When the caller’s context has event logging enabled (:cpp:func:RuntimeContext::events_enabled), child events are appended to the caller’s event log after the subgraph finishes. Each propagated event carries :cpp:var:RuntimeEvent::subgraph_node_index set to rt.current_node_index() (the index of the control-flow node in the parent graph) and :cpp:var:RuntimeEvent::subgraph_attr_name set to attr_name, so consumers can distinguish subgraph events from top-level events.

Exposed publicly so control-flow kernels (e.g. :cpp:class:kernel::Scan) can run their body subgraph without going through :cpp:func:RunNode themselves.

Parameters:

attr_name – Attribute name identifying the subgraph within its owning control-flow node (e.g. "body", "then_branch", "else_branch"). Stored in :cpp:var:RuntimeEvent::subgraph_attr_name of every event produced during the subgraph run.

Throws:

std::invalid_argument – if a subgraph output has an empty name or is not produced by the body.

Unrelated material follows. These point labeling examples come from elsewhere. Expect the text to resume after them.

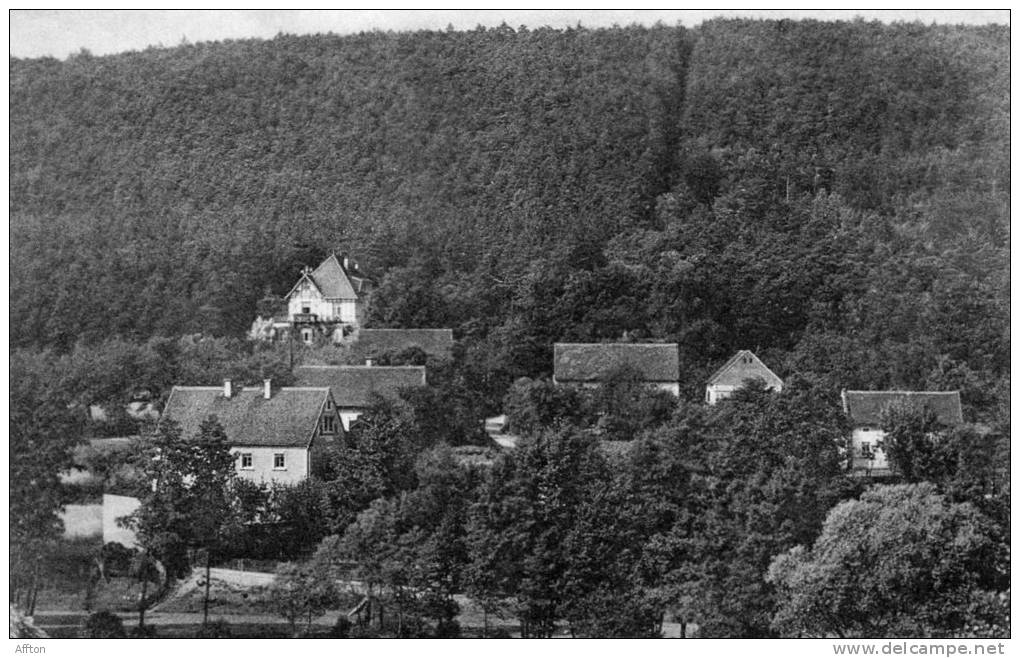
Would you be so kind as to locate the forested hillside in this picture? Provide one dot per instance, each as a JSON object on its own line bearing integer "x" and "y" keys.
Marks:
{"x": 833, "y": 195}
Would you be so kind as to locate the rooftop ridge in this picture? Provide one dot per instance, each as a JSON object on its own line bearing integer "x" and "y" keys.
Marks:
{"x": 616, "y": 343}
{"x": 900, "y": 392}
{"x": 362, "y": 366}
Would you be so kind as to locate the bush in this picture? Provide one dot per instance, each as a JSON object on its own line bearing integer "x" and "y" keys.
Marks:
{"x": 143, "y": 633}
{"x": 214, "y": 630}
{"x": 342, "y": 628}
{"x": 102, "y": 624}
{"x": 448, "y": 628}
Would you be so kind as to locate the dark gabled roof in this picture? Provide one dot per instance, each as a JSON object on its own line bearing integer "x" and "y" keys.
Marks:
{"x": 866, "y": 407}
{"x": 590, "y": 361}
{"x": 333, "y": 281}
{"x": 354, "y": 386}
{"x": 289, "y": 418}
{"x": 372, "y": 343}
{"x": 742, "y": 366}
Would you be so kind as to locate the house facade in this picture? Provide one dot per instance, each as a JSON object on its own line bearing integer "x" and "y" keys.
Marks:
{"x": 587, "y": 364}
{"x": 740, "y": 368}
{"x": 274, "y": 434}
{"x": 356, "y": 388}
{"x": 329, "y": 300}
{"x": 865, "y": 409}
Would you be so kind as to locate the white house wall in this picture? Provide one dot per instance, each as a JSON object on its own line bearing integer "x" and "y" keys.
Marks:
{"x": 347, "y": 416}
{"x": 306, "y": 295}
{"x": 295, "y": 469}
{"x": 872, "y": 437}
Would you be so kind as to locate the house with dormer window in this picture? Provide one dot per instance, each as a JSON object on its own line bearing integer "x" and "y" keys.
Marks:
{"x": 865, "y": 410}
{"x": 276, "y": 435}
{"x": 742, "y": 367}
{"x": 356, "y": 388}
{"x": 329, "y": 300}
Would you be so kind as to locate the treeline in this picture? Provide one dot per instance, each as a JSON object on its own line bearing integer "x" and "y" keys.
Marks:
{"x": 736, "y": 520}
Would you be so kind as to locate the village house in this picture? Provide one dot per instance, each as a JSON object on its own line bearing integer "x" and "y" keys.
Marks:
{"x": 742, "y": 367}
{"x": 865, "y": 409}
{"x": 276, "y": 434}
{"x": 356, "y": 388}
{"x": 329, "y": 300}
{"x": 587, "y": 363}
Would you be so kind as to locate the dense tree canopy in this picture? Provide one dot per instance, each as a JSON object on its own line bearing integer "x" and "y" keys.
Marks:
{"x": 832, "y": 195}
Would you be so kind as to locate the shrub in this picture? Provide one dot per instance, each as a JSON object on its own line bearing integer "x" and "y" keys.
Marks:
{"x": 102, "y": 624}
{"x": 342, "y": 628}
{"x": 448, "y": 628}
{"x": 214, "y": 629}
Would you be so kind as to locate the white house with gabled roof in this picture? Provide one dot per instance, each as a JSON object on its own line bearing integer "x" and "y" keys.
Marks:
{"x": 740, "y": 368}
{"x": 327, "y": 299}
{"x": 276, "y": 435}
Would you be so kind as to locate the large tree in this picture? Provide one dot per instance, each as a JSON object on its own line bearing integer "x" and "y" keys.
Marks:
{"x": 902, "y": 561}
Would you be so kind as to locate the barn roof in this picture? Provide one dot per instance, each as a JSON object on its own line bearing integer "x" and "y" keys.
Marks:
{"x": 372, "y": 342}
{"x": 742, "y": 366}
{"x": 288, "y": 418}
{"x": 658, "y": 362}
{"x": 354, "y": 386}
{"x": 866, "y": 407}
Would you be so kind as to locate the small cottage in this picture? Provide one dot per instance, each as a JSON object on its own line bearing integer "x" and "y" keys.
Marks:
{"x": 865, "y": 409}
{"x": 327, "y": 300}
{"x": 587, "y": 363}
{"x": 742, "y": 367}
{"x": 356, "y": 387}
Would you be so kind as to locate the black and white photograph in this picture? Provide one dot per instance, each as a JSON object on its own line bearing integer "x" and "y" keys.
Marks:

int64_t ResolveAxis(int64_t axis, std::size_t rank, const std::string &op_name)#

Resolves a possibly-negative axis against a tensor of rank rank and returns the non-negative axis in [0, rank). Throws std::invalid_argument with a message that mentions op_name when the axis is out of range.

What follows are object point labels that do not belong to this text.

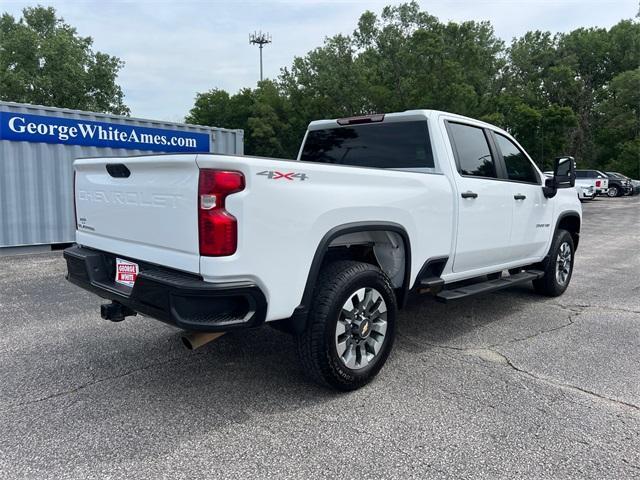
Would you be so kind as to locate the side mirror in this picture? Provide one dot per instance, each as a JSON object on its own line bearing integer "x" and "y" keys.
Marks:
{"x": 564, "y": 176}
{"x": 564, "y": 172}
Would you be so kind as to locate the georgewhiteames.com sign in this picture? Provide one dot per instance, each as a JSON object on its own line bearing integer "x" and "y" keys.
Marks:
{"x": 22, "y": 127}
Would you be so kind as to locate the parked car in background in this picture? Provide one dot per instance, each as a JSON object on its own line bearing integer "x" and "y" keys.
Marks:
{"x": 626, "y": 183}
{"x": 598, "y": 179}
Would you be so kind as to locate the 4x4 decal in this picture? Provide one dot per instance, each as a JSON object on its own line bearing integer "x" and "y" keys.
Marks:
{"x": 273, "y": 175}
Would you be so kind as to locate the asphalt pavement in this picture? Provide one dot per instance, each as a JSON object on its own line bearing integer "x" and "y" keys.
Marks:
{"x": 508, "y": 385}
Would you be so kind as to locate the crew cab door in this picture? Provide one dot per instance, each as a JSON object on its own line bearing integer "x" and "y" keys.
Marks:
{"x": 485, "y": 203}
{"x": 532, "y": 211}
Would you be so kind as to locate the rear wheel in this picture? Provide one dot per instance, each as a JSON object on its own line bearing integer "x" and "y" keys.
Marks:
{"x": 559, "y": 267}
{"x": 351, "y": 326}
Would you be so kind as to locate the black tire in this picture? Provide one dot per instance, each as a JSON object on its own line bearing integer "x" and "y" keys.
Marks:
{"x": 549, "y": 284}
{"x": 337, "y": 282}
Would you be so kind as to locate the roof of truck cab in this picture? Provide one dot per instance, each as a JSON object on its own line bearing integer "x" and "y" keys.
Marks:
{"x": 408, "y": 115}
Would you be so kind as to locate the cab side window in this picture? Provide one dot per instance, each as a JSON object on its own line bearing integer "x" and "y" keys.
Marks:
{"x": 519, "y": 167}
{"x": 472, "y": 151}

Tensor SliceTensorAlongAxis(const Tensor &t, int64_t axis, int64_t index, const std::string &op_name)#

Returns the tensor obtained by selecting the index-th slice of t along axis axis (the resulting tensor’s rank is t.shape.size() - 1). The slice is copied into a fresh buffer; the source tensor is not modified. op_name only appears in error messages.

Throws:

std::invalid_argument – if t is a rank-0 tensor, the index is out of range, or the slice would exceed addressable buffer size.